Un gruppo di cybercriminali di lingua cinese, denominato “SneakyChef”, ha preso di mira i ministeri degli affari esteri e le ambasciate di almeno nove paesi in Africa, Medio Oriente, Europa e Asia. I ricercatori di Cisco Talos hanno rivelato queste operazioni venerdì, evidenziando come gli hacker, forse legati a Pechino, continuino a evolvere le loro attività di spionaggio per raccogliere informazioni su vari hotspot geopolitici.
Utilizzando documenti governativi scansionati come esca, il gruppo “SneakyChef” ha mirato a colpire agenzie governative in Angola, Turkmenistan, Kazakhstan, India, Arabia Saudita, Corea del Sud, Uzbekistan, Stati Uniti e Lettonia. Questa strategia ha permesso loro di ottenere informazioni riservate che non erano disponibili su internet, aumentando l’efficacia delle loro attività di spionaggio.
SneakyChef utilizza uno strumento di accesso remoto (RAT) denominato “SugarGh0st”, una versione personalizzata del Gh0st RAT, un noto strumento di esfiltrazione dati utilizzato da vari gruppi sin dal 2008. Questo strumento è stato reso pubblico per la prima volta da Talos a novembre e utilizzato in diverse campagne di hacking allineate alla Cina.

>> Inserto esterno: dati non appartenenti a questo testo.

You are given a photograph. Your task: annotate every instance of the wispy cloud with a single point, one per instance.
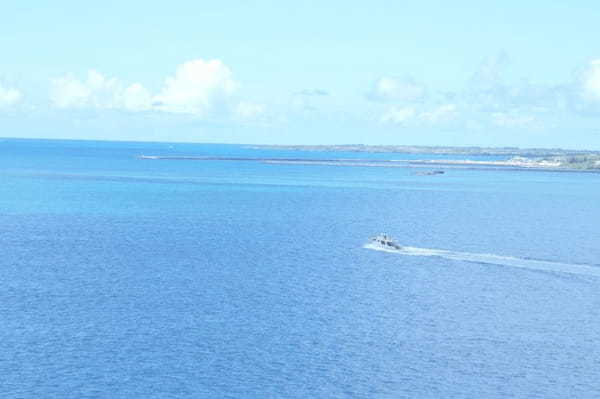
(198, 88)
(390, 89)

Il rapporto di Talos include anche un’analisi dettagliata di un nuovo trojan di accesso remoto chiamato “SpiceRAT”, diffuso ai bersagli di SneakyChef attraverso lo stesso indirizzo email. Questi risultati sottolineano uno sforzo “aggressivo” da parte degli hacker per sviluppare malware sempre più sofisticati contro obiettivi strategici a livello geopolitico. Secondo Vitor Ventura, capo ricercatore di sicurezza presso Talos, in un breve lasso di tempo, SneakyChef ha dimostrato una quantità considerevole di attività, sviluppando anche un altro malware. Questa rapida evoluzione e l’aggressività del gruppo denotano un’ampia capacità operativa.
Finora, le attività di SneakyChef sono monitorate come una campagna o unità distinta, senza prove sufficienti a collegarle direttamente a nessuna agenzia governativa o appaltatore noto. Un rapporto di maggio da Palo Alto Networks Unit 42 ha classificato alcune attività correlate come opera di un gruppo avanzato di minacce persistenti (APT) cinese, solitamente sponsorizzato dallo stato e operante a un livello elevato.
Nel maggio dello stesso anno, i ricercatori di Proofpoint hanno identificato l’uso di SugarGh0st in campagne volte a colpire organizzazioni statunitensi coinvolte in progetti di intelligenza artificiale, tra cui istituzioni accademiche, industria privata e servizi governativi. In un caso specifico, gli hacker hanno utilizzato vari documenti non pubblicati indiani per bersagliare il Ministero degli Affari Esteri dell’India. Tra i documenti-trappola c’era un file Microsoft Word contenente esche relative alle relazioni India-USA, compresi eventi che coinvolgono il primo ministro indiano e il presidente Joe Biden fino a settembre 2023.
Il livello di sofisticazione e rapidità della crescita di tali gruppi di hacker mette in evidenza la necessità di una cyber security robusta e adattabile per le agenzie governative in tutto il mondo.